Notes payable are comprised as follows:

 

    September 30, 2015     March 31, 2015  
Senior secured note payable to a bank, secured by all assets of Saleen Signature Cars, guaranteed by the U.S. Small Business Administration and personally guaranteed by the Company’s CEO, payable in full in March 2015, currently in default (1)   $ 358,704     $ 358,704  
Subordinated secured bonds payable, interest at 6% per annum payable at various maturity dates, currently in default (2)     97,000       97,000  
Subordinated secured note payable, interest at 6% per annum, payable March 16, 2010, currently in default (3)     61,046       61,046  
Unsecured notes payable, interest at 10% per annum payable on various dates from July 31 to March 31, 2010, currently in default (4)     55,000       55,000  
Promissory note, interest at 6%, secured by a vehicle (5)     -       100,000  
Total notes payable   $ 571,750     $ 671,750  

 

(1) On February 6, 2014, Saleen Signature Cars received a Complaint from a bank filed in California Superior Court, Riverside County alleging, among other matters, breach of contract due to non-timely payment of November and December 2013 principal amounts owed, which were paid as of March 31, 2014, and the occurrence of a change in control as a result of the Merger. The bank sought full payment of principal and interest owed. In April 2014, the Company entered into a settlement arrangement with the bank whereby the bank dismissed this case in exchange for payment of $124,000 that was applied towards principal and unpaid fees along with advance loan principal and interest through July 2014. From August 2014 to March 31, 2015, in exchange for payments totaling $90,000, the bank agreed to extend this arrangement through various dates with the last date being March 2015. On April 29, 2015, the bank filed a claim against the Company alleging breach of the loan agreement, breach of a commercial guaranty by Steve Saleen, Chairman and CEO, and the bank demanded full payment of principal and interest outstanding (see Note 10).
   
(2) Bonds and notes issued on March 1, 2008, 2009 and 2010, payable in full upon one year from issuance. The Bonds accrue interest at 6% per annum and are secured by the personal property of Saleen Signature Cars. As of September 30, 2015 and March 31, 2015, respectively, the Bonds were in default due to non-payment.
   
(3) Note payable issued on March 16, 2010 due in full on March 16, 2011. The note accrued interest at 10% per annum and was secured by three vehicles held in inventory by Saleen Signature Cars.
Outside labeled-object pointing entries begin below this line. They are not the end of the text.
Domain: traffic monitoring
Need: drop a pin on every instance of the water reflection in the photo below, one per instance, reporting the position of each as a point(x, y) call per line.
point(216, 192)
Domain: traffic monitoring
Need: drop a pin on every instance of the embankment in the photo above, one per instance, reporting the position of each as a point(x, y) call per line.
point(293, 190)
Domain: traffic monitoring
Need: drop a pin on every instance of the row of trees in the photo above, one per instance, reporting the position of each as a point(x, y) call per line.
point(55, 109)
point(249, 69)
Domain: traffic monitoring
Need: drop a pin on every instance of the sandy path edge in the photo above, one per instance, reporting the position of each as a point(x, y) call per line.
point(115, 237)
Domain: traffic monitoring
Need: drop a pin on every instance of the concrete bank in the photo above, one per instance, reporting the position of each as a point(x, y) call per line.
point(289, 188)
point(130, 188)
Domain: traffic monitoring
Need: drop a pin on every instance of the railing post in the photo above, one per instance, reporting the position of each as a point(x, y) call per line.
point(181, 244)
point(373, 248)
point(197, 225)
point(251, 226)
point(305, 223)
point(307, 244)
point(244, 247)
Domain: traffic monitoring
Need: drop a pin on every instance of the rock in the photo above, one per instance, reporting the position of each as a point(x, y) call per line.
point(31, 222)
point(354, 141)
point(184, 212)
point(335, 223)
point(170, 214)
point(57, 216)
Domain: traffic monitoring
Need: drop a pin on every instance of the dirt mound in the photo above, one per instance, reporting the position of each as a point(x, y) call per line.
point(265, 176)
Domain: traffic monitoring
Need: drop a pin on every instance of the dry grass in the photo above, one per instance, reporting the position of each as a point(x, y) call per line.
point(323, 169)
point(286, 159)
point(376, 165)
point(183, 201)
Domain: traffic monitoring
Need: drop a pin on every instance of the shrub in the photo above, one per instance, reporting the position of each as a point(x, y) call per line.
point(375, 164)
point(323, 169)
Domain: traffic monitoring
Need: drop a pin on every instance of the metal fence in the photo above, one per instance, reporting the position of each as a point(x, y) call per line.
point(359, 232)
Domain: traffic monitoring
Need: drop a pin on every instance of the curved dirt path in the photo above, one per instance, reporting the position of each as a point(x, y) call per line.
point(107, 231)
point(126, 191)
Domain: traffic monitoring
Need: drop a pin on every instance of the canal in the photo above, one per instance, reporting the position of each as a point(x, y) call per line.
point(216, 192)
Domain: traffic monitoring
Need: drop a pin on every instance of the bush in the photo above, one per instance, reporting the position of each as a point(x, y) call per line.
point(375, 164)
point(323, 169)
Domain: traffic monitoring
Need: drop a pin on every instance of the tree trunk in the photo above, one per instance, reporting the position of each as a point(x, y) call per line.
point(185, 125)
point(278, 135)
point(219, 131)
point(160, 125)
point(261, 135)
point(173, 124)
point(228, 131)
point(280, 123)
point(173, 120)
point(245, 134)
On June 7, 2013, the Company entered into a Settlement Agreement and Mutual General Release by canceling this note and issuing a new unsecured 6% note payable due on or before August 19, 2013. The note was in default as of September 30, 2015 and March 31, 2015 due to non-payment.
   
(4) In June 2014, the Company entered into a Settlement Agreement and Mutual Release agreement with a note holder for one of the notes that had an outstanding principal and interest of $100,000 and $53,374, respectively, in exchange for (1) issuance of 800,000 shares of its Common Stock and (2) cash payment of $35,000. The Company issued the common shares in June 2014 and determined the value to be $112,000, which was based on the value of the Common Stock of $0.14 as of the date of settlement. The remaining cash payment of $35,000 was unpaid and was included in notes payable as of September 30, 2015 and March 31, 2015. In addition, another separate note for $20,000 remains outstanding as of March 31, 2015 and is in default due to non-payment.
   
(5) The Company entered into a note agreement on March 25, 2015 for $100,000 principal and interest bearing at a rate of 6% per annum. The note was secured by a vehicle provided to the note holder by the Company and was due on demand after 60 days following the date the secured vehicle was returned to the Company. In June 2015, the note holder agreed to cancel this note and attribute the then principal outstanding of $100,000 as partial payment against advance royalties received in conjunction with an Intellectual Property License Agreement entered into with the note holder (see Note 7).